1981 wurde mein Sohn Moritz geboren, er studierte in Berlin, Mainz und Madrid Biologie und Geografie und macht nun das Referendariat als Lehrer. Meine Tochter Flora Sophie, die Nachzüglerin, kam erst 2005 Welt auf die Welt. Flora Sophie, meine Frau Angela und ich leben seit einigen Jahren auf der westlichen Kanareninsel La Palma. Flora geht hier zur Vorschule und kommt dieses Jahr in die Grundschule. Sie spricht inzwischen Spanisch und natürlich Deutsch. Meine Frau organisiert unser Leben hier und ich arbeite als freier Unternehmens- und Organisationsberater.

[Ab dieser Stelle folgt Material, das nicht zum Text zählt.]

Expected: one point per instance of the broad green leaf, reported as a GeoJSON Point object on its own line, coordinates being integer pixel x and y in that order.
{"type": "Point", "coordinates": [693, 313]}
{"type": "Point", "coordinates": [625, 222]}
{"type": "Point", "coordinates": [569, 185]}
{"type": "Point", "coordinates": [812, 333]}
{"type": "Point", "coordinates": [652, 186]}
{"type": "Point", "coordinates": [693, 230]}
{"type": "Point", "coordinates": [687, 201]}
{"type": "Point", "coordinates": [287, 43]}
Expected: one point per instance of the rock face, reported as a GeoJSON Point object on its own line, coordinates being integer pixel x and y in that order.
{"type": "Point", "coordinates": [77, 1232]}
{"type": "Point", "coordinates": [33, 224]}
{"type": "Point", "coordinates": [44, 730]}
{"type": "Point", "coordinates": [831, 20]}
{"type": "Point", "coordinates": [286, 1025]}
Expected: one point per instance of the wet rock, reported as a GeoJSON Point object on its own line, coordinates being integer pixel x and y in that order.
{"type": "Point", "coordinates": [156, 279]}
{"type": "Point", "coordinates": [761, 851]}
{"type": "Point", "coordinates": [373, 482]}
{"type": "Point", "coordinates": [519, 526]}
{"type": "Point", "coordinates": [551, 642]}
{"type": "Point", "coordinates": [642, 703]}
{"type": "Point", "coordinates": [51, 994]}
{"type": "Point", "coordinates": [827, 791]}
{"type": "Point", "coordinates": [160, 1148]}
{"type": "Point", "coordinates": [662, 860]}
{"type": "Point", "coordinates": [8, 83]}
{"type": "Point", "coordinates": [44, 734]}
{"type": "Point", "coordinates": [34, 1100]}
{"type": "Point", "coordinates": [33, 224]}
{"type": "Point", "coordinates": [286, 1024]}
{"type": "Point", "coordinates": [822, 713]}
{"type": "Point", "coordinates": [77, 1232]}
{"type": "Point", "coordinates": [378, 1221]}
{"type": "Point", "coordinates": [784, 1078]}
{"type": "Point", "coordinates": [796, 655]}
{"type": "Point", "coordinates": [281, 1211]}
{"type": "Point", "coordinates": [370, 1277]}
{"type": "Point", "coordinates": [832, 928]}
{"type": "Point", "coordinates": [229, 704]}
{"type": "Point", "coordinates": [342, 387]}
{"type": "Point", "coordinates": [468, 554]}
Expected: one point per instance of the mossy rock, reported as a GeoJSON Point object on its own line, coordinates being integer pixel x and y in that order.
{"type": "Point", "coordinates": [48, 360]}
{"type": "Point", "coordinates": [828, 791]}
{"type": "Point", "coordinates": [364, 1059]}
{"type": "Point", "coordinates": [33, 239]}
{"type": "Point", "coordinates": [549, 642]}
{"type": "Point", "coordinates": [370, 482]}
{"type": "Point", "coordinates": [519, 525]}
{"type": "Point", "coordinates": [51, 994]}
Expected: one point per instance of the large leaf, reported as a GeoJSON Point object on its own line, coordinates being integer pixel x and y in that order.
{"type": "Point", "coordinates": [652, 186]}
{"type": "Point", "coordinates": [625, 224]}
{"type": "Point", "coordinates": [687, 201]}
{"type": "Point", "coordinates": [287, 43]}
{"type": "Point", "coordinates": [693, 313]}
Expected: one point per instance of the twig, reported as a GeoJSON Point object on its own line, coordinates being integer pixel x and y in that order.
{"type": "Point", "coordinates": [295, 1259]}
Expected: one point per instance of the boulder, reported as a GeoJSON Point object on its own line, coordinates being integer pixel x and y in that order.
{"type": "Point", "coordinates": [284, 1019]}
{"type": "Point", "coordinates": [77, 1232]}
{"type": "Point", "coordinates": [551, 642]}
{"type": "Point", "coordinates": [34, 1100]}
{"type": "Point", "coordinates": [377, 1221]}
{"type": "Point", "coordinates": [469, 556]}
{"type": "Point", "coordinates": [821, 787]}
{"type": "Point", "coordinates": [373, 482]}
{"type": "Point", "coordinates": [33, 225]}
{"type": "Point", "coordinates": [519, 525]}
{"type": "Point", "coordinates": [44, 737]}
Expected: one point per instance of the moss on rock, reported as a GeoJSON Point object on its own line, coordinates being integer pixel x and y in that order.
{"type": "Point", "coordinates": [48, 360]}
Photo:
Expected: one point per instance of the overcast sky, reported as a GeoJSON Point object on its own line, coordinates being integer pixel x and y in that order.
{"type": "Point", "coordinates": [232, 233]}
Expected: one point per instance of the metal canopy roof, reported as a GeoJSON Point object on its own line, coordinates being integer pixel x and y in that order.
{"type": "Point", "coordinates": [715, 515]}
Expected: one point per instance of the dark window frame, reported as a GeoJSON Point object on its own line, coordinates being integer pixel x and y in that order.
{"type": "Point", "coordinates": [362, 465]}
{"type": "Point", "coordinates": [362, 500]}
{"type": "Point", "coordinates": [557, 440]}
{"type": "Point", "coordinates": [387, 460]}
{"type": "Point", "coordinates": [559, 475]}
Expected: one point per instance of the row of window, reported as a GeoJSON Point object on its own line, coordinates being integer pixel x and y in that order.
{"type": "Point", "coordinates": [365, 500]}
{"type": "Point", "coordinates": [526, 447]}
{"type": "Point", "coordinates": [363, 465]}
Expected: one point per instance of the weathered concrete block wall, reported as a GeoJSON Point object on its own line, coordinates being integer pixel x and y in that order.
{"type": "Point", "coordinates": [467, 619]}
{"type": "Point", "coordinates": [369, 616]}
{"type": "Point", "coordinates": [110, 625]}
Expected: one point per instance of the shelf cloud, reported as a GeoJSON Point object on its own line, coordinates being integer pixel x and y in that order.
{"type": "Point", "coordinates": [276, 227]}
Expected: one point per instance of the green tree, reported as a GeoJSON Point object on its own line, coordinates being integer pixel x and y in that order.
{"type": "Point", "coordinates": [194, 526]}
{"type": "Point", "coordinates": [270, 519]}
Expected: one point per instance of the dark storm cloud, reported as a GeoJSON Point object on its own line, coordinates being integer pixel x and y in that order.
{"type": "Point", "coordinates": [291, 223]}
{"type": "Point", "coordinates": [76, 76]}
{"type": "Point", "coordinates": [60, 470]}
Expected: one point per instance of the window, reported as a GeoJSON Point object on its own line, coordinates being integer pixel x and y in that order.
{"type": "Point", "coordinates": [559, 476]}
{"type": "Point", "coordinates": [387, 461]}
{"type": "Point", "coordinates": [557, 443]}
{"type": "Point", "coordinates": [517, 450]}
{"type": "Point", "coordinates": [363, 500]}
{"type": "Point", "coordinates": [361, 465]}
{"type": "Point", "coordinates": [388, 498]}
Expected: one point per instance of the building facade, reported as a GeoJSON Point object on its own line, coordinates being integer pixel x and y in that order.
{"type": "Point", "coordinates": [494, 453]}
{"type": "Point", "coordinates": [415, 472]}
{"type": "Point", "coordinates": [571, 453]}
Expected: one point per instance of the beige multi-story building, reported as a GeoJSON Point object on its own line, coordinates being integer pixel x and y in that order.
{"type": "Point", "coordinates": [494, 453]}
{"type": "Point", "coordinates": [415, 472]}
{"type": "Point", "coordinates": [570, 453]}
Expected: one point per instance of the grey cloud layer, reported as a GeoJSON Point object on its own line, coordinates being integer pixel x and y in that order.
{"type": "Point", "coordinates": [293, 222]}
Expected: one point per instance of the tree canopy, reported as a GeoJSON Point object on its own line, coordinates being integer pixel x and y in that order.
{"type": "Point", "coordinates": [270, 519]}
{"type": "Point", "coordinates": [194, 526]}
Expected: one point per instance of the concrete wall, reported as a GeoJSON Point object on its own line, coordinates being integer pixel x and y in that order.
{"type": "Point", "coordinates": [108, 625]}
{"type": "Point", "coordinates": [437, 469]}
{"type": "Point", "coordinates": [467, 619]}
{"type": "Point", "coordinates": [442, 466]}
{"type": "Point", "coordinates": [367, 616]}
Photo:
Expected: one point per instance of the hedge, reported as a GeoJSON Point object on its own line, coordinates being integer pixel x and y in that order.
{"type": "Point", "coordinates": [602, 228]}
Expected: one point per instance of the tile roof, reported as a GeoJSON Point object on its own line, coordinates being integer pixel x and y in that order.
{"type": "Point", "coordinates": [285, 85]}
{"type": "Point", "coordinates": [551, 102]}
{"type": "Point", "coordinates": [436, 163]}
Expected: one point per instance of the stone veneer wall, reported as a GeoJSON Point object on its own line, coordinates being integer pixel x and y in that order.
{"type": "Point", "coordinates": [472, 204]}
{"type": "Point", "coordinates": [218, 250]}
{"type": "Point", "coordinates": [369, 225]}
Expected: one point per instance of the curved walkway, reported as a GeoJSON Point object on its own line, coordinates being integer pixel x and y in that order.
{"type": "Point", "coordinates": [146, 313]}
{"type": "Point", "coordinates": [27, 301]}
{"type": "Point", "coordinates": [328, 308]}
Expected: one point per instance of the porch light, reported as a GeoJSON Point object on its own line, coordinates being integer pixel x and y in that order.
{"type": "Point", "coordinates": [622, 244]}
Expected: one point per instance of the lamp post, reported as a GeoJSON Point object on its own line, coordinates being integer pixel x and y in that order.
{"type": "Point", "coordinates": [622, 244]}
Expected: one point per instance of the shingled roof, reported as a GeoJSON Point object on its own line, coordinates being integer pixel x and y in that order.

Nach Iffze komme ich leider viel zu selten, das nächste mal wahrscheinlich zur Rennwoche im August. Aber zum Glück gibt es für die Iffzer ongerschswu iffze.de, so halten wir uns überall auf der Welt auf dem Laufenden.

Mit besten Grüßen an alle Iffzer, auch an die ongerschswu.